Kings of the High Frontier


Science fiction novel set in the near future has great libertarian ideas



I've about decided that there isn't a great American libertarian novel, But there are great American novels that have great libertarian ideas. One of my favorites, The Moon is a Harsh Mistress, shows this perfectly.

Maybe it is because politics itself is confusing unless you are either a politico or a politics junkie. After all, a libertarian novel is going to talk about using the government to reduce the size of government. That makes things a bit jarring. Too many of the libertarian novels I have read get caught up in the speeches and debate that they lose sight of the story, plot, and characters.

Enter Kings of the High Frontier. And before you ask, yes, one of the characters is a descendent of Davy Crockett. You may now commence trying to get the song out of your head.

The characters in this novel are real with problems that aren't easily solved. The cold light of reason doesn't offer to solve all problems. Women characters actually have a reason to exist rather than being a sexual outlet for the leading man. There is sex, but it is touched on mainly in passing in a paragraph or two.

In the novel set in the not too distant future, all space travel is about to come under the jurisdiction of the United Nations, but there is a year before the new treaty takes effect. Several private groups decide that if they can get a space vehicle up before that deadline, there won't be much that the U.N. or the U.S. can do to stop them.

One of the groups is made up of renegade Russians desperate to reestablish Mir and reclaim the honor and glory of the Russian people. It plays better than it sounds.

One group is students from NYU determined to build and launch from the Bronx. Three billionaires each head up their own group. Two are mostly legit, and the third made his money by smuggling and working outside the law.

And then there are the villains.
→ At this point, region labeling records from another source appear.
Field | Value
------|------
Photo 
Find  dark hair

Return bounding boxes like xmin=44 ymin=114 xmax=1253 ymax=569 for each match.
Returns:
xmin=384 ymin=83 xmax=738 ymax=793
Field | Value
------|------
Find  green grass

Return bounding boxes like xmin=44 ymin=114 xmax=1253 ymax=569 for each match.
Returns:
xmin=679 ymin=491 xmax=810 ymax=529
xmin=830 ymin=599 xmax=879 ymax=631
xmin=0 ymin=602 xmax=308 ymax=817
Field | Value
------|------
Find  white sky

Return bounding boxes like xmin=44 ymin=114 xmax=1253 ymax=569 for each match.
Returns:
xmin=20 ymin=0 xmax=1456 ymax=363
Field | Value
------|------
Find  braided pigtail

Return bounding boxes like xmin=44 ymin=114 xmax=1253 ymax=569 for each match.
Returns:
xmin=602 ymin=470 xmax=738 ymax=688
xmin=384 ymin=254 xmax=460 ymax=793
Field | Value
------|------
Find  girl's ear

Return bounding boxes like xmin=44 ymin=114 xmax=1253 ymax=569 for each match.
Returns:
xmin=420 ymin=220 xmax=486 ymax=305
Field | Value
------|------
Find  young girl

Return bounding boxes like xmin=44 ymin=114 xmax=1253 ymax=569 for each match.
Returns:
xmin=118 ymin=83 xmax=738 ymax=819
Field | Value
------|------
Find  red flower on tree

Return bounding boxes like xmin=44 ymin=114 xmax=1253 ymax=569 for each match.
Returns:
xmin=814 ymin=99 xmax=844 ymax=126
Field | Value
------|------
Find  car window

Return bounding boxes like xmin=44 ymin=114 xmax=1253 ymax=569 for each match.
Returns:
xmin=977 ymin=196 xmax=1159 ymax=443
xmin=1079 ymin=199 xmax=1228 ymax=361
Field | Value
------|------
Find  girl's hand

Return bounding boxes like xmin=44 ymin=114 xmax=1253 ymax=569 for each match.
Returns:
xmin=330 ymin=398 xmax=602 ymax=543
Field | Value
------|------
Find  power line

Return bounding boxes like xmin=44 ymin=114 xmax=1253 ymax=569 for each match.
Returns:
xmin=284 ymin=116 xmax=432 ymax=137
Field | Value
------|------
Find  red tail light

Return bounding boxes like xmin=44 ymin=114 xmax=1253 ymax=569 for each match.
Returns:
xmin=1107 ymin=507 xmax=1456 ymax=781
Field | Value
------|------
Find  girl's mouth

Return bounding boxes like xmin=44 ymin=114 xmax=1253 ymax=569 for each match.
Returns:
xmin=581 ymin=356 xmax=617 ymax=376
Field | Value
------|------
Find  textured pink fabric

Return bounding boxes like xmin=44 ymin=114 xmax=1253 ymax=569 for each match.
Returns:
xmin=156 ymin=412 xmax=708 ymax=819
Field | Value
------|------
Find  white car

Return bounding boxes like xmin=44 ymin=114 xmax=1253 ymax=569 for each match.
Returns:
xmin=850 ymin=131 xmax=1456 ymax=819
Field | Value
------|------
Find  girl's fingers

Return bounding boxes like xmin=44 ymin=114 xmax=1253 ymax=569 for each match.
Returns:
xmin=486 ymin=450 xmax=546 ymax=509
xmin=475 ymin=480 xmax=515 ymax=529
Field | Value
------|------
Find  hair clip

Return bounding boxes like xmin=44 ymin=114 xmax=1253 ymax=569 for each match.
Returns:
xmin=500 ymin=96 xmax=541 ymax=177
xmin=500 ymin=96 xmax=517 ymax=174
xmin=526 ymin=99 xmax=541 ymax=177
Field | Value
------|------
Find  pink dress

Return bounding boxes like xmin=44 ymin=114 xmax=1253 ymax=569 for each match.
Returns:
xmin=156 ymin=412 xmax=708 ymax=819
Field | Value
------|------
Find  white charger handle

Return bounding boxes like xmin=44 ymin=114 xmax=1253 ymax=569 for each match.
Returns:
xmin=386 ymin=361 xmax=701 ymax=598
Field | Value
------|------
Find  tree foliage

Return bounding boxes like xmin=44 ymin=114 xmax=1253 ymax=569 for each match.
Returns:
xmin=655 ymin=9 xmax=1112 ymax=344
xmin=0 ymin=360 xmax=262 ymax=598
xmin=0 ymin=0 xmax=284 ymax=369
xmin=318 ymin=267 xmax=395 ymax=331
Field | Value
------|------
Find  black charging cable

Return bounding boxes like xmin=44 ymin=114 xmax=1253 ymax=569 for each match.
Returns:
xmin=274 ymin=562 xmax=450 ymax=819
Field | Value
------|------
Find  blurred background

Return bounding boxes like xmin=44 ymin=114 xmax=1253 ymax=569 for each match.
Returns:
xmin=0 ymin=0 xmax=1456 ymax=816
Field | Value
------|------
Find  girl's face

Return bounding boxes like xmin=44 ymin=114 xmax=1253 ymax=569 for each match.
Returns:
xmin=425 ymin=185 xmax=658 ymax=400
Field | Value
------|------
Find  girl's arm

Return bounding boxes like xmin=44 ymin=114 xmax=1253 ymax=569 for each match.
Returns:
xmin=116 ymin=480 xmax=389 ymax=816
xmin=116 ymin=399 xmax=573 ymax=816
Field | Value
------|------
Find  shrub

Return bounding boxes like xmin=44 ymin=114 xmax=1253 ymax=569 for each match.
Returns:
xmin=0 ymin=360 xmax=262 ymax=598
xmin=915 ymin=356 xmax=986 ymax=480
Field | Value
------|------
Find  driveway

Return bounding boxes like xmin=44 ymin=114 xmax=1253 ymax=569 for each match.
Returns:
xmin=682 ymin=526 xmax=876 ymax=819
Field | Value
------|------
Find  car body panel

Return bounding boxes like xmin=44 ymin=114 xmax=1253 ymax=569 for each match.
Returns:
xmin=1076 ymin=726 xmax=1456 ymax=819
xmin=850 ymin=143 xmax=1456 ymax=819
One is a private technocrat who has spent decades developing government and private contacts enough to subvert any space effort outside of NASA. He is a space advocate, but it's always twenty to thirty years away. He's also the author of the space treaty. He believes that space travel must remain under state control, tightly supervised by the elites.

The other villain is the head of a NSA black ops project to develop, build and fly a space interceptor capable of destroying any satellite.

And I haven't even mentioned the rape scene in the space shuttle and the lady's inventive response. Of course, since the rapist is a U.S. Senator, NASA and the government conspire to hide it.

Even if you aren't a science fiction fan, read this one. The characters are believable, the novel doesn't preach to you, and it makes you think.